Philip K. Dick on the Need to Confront Reality

W.J. Astore

Climate Change and Nuclear War Aren’t Going Away

A friend sent along an article on Philip K. Dick, the science fiction author whose works have been turned into Hollywood films like “Blade Runner” and “Minority Report.” Dick had this to say about societal trends toward narrative construction and information control:

“We live in a society in which spurious realities are manufactured by the media, by governments, by big corporations. We are bombarded with pseudo-realities manufactured by very sophisticated people using very sophisticated electronic mechanisms. I do not distrust their motives. I distrust their power. They have a lot of it. And it is an astonishing power: that of creating whole universes, universes of the mind. I ought to know. I do the same thing.”

Dick wrote this in the 1970s. If he were writing today, I’m guessing he’d add that he distrusted their motives as well as their power.

Philip K. Dick

False narratives and pseudo-realities are everywhere. Today at TomDispatch, Noam Chomsky highlights the false narrative that global warming simply doesn’t exist, or that it does exist but that it’s a completely natural process that humans can do nothing about. This is perhaps the most dangerous false narrative we face today. That we can simply ignore humanity’s impact on nature—which is convenient for those profiting from the exploitation of the earth’s resources, such as fossil fuels.

Another pseudo-reality we face is that America’s national security is constantly threatened by “near-peer” rivals bent on our destruction. This “reality” drives colossal military spending as next year’s Pentagon budget soars toward $900 billion. A related “reality” is that the world is made safer by more thermonuclear warheads and weapons, a false narrative that the Pentagon is betting on to the tune of $2 trillion over the next thirty years.
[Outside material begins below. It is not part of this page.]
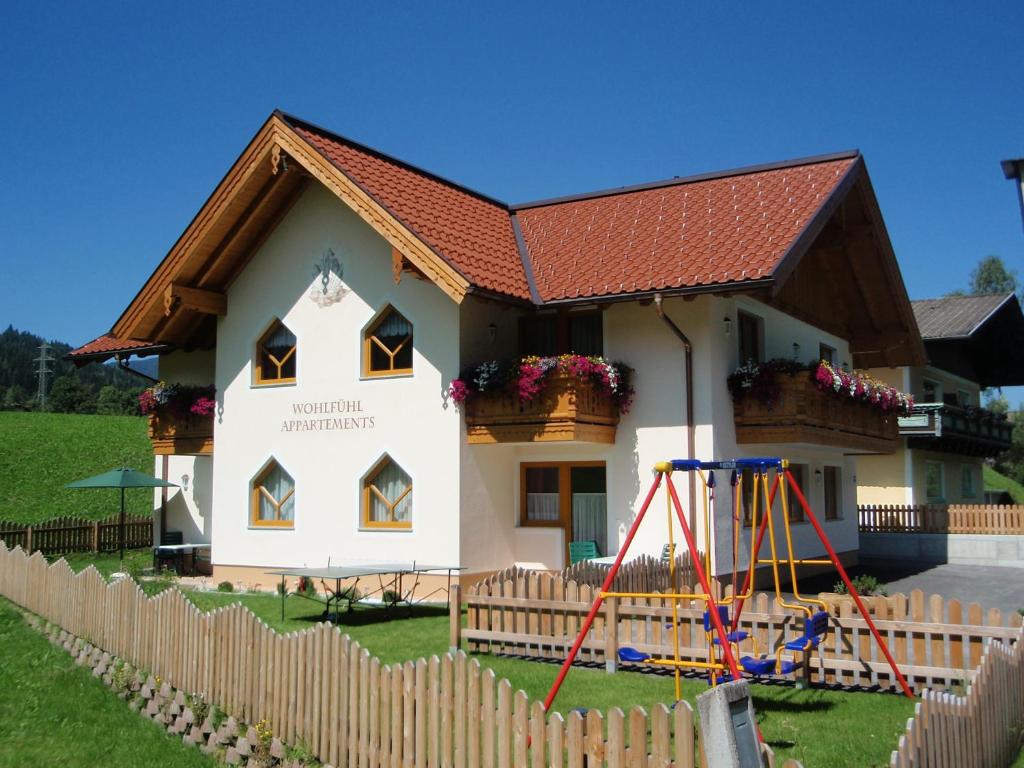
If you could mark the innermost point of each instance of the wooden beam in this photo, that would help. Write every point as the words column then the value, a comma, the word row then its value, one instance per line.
column 196, row 299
Why generate this pseudo-reality? Because the Pentagon gains power and corporations profit greatly. Meanwhile, regular working folk, whose lives could be improved and empowered by a $2 trillion investment in their health and well-being, are left to struggle and suffer. They are, in a word, disempowered.

I remain at a loss how Joe Sixpack’s life is made better by B-21 stealth bombers, Sentinel ICBMs, and Columbia-class nuclear-missile-firing submarines.

With Donald Trump’s peccadilloes once again dominating the news cycle, essential stories about climate change and Armageddon-enabling nuclear weapons are mostly ignored. We are encouraged to take sides, for or against, an aging con man and his payola to a porn star and a Playboy bunny; we are told this is a matter of grave national concern requiring wall-to-wall media coverage, even as natural disasters exacerbated by climate change surge around us and even as nuclear war grows ever more possible.

Time to face reality, America. As Dick also wrote, “Reality is that which, when you stop believing in it, doesn’t go away.” Those nuclear weapons aren’t going away, nor is the threat of climate change.